We’ve also had some pretty rough times, like those nights where you made me question if I made the right choice to pack up and go hundreds of miles away from what is comfortable (yes, Washington is not a foreign country, but for a small-town girl, there were times when D.C. felt more foreign than any country in Europe that I have ever been to).  Not to mention the countless hours of classwork that I felt like I could never escape – “Work Forest” lived up to its name even when I was with you, Wake Washington.

Wake Washington class meets with Al Hunt and Judy WoodruffIn our time together, you also introduced me to a lot of people, for which I will be forever be grateful. Through you, I met staffers on the Hill, journalists for the Wall Street Journal and The Washington Post, Civil Rights Activist Vernon Jordan, NBC News anchor Andrea Mitchell, the Surgeon General of the Navy, attorneys who have argued in front of the Supreme Court, journalists Al Hunt and Judy Woodruff, authors, numerous speechwriters, consultants, Senator Richard Burr, and Former Secretary of State Madeleine Albright.
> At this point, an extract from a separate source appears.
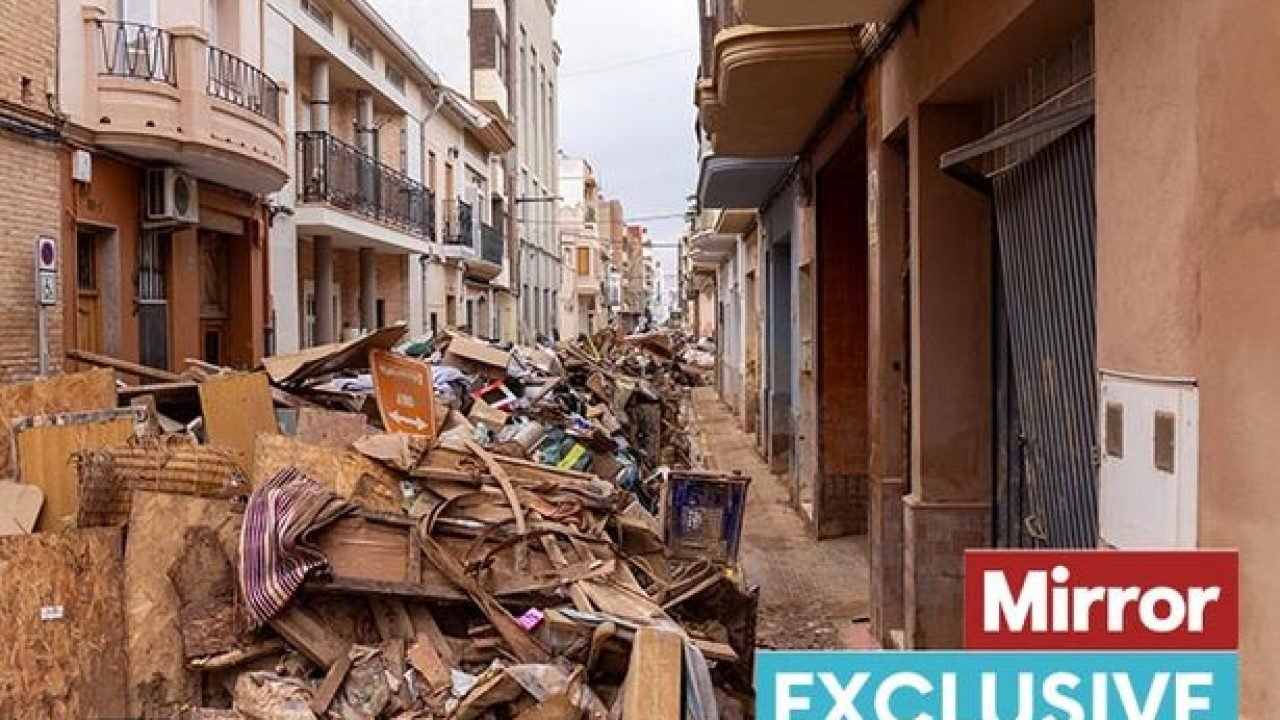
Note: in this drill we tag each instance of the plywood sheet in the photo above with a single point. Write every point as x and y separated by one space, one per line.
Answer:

You brought me into a whole new world that I only ever dreamed of being a part of and I don’t think I can ever thank you enough for that.

But, as great of a time that we had together, it is time for me to move on. I know, it’s hard to understand – after all, how can I leave after all the great things that I just mentioned? Wake Washington, it is time for me to go back to our beloved Mother So Dear, continue to grow intellectually, and take what you have taught me and share it with the world. I may not know exactly how I’m going to share it – will I write? will I become a business executive? will I travel? – but I will share it. For you, Wake Washington, have taught me some of the greatest lessons that I have learned thus far. You taught me that home is never that far away; that I can get through the roughest of times; that it is worth trying new experiences (because you never know what is going to come from them).

Most importantly, you taught me that there is a place in the world for me. Sometimes it’s hard being a junior, because we are stuck in this in-between space and have a mindset that we need to know what our life is gonna amount to by the time we reach senior year – but you taught me that that isn’t true and I don’t have to know right now. So, thank you.

I know it is hard, Wake Washington, but this is my final goodbye. You have given me an incredible past three months, but it is finally time for me to move on. After all, me leaving means that another person will be able to experience the eye-opening and life-changing semester that is Wake Washington.